# Rat Tail comb



## jenn78 (Oct 27, 2009)

Should I get a metal one or a plastic one? Or Plastic with a metal tail part??

I want to use this for top knot parting


----------



## myfairlacy (Dec 28, 2007)

I have a metal rat tail comb. Well, the comb part is plastic but I don't really use that comb..just the metal rat tail part.


----------



## ilovemymaltese (Oct 9, 2008)

The plastic ones won't work well. Use metal. Trust me, I have both.


----------



## jenn78 (Oct 27, 2009)

Thanks for the quick replies! 
Off to ebay


----------



## Cosy (Feb 9, 2006)

The plastic ones will work if you take an emory board and file off the little snaggles on the ends.
I usually use plastic since I'm always misplacing them and they're easily and inexpensively 
replaced.


----------



## jmm (Nov 23, 2004)

The plastic comb with metal tail. I get them from Sally's very inexpensive (since they disappear).


----------



## ilovemymaltese (Oct 9, 2008)

QUOTE (JMM @ Jan 24 2010, 12:19 AM) index.php?act=findpost&pid=876784


> The plastic comb with metal tail. I get them from Sally's very inexpensive (since they disappear).[/B]
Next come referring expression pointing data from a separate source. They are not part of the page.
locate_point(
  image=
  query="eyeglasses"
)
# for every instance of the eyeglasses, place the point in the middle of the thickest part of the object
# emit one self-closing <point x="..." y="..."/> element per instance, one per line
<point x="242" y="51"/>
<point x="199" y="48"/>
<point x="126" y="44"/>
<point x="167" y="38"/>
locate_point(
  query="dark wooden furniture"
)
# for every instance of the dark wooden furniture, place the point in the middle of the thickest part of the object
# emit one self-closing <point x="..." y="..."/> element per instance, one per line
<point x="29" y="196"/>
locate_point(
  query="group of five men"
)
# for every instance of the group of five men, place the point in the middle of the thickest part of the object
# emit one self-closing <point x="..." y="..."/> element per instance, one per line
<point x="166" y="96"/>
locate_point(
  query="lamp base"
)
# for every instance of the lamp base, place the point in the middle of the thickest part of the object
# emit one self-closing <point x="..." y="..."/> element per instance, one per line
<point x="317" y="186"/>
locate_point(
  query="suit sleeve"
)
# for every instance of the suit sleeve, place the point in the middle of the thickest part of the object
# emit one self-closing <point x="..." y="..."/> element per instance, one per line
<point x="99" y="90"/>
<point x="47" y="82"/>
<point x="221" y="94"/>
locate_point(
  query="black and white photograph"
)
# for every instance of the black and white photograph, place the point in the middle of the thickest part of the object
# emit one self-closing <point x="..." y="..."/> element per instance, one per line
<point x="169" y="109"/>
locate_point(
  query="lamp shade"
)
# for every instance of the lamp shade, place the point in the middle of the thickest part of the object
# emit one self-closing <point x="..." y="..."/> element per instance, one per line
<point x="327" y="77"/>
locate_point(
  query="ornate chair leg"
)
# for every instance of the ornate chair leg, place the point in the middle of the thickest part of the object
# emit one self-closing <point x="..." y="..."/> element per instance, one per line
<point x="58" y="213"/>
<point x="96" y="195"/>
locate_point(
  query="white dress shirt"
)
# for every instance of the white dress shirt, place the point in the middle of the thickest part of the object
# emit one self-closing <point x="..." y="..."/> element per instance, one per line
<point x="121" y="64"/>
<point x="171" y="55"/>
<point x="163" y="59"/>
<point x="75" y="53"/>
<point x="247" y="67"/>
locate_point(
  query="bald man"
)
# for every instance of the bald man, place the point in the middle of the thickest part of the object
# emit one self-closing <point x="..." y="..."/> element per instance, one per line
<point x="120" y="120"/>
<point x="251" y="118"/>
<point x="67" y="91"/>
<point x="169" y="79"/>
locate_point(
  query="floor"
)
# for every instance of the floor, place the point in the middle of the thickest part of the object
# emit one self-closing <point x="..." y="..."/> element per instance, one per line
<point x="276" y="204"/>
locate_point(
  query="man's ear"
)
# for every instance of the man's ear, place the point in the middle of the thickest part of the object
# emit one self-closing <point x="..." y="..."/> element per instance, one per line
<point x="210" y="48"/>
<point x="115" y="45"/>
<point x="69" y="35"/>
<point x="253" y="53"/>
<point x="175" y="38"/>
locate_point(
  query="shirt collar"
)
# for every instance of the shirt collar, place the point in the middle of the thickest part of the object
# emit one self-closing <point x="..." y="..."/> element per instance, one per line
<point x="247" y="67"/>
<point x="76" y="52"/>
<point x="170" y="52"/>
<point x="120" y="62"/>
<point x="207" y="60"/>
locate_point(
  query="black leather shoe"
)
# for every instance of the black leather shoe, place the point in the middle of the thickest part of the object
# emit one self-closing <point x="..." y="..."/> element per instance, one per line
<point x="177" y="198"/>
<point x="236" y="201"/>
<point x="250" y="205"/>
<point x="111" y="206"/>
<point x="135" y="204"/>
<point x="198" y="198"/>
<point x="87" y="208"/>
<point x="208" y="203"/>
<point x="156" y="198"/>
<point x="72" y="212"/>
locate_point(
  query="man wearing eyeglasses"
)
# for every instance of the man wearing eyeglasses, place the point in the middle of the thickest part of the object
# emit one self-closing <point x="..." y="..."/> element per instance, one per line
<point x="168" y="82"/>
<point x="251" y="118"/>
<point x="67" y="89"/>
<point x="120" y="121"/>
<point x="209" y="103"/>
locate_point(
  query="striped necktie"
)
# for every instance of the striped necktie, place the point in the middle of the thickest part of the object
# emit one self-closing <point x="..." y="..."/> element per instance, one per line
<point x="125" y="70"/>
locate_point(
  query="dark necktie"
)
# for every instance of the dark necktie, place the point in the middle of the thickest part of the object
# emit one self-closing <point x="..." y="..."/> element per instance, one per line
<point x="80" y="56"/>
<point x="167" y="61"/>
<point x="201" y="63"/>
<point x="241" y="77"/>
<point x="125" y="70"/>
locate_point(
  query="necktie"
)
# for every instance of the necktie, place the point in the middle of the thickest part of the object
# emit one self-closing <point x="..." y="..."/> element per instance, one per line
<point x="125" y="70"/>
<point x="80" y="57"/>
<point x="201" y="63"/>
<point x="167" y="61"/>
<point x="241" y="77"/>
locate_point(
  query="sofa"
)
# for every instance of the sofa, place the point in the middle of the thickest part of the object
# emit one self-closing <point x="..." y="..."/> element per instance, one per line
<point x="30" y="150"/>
That's the one I have too!


----------



## moshi melo (Jul 2, 2009)

I use the silicone comb with a metal tail. It was only $4 from http://www.toplinepet.com/ The teeth are fine and smooth, no problems with the hair. 
They also now have a smaller Madan brush, but it only comes in pink...but I don't mind, I love pink!


----------



## EmmasMommy (Jun 2, 2008)

We have a Madan rat tail comb and it has a plastic (silicone?) pink teeth part and a metal tail. Mostly the metal tail is used for parting and geeting straight lines ( down the back, and topknot dividing and portioning) 

Also FWI Madan pin brushes have a patented "pin" in the pin part....... the pins don't fall in or pull out
and the handles resist breaking. They last forever.


----------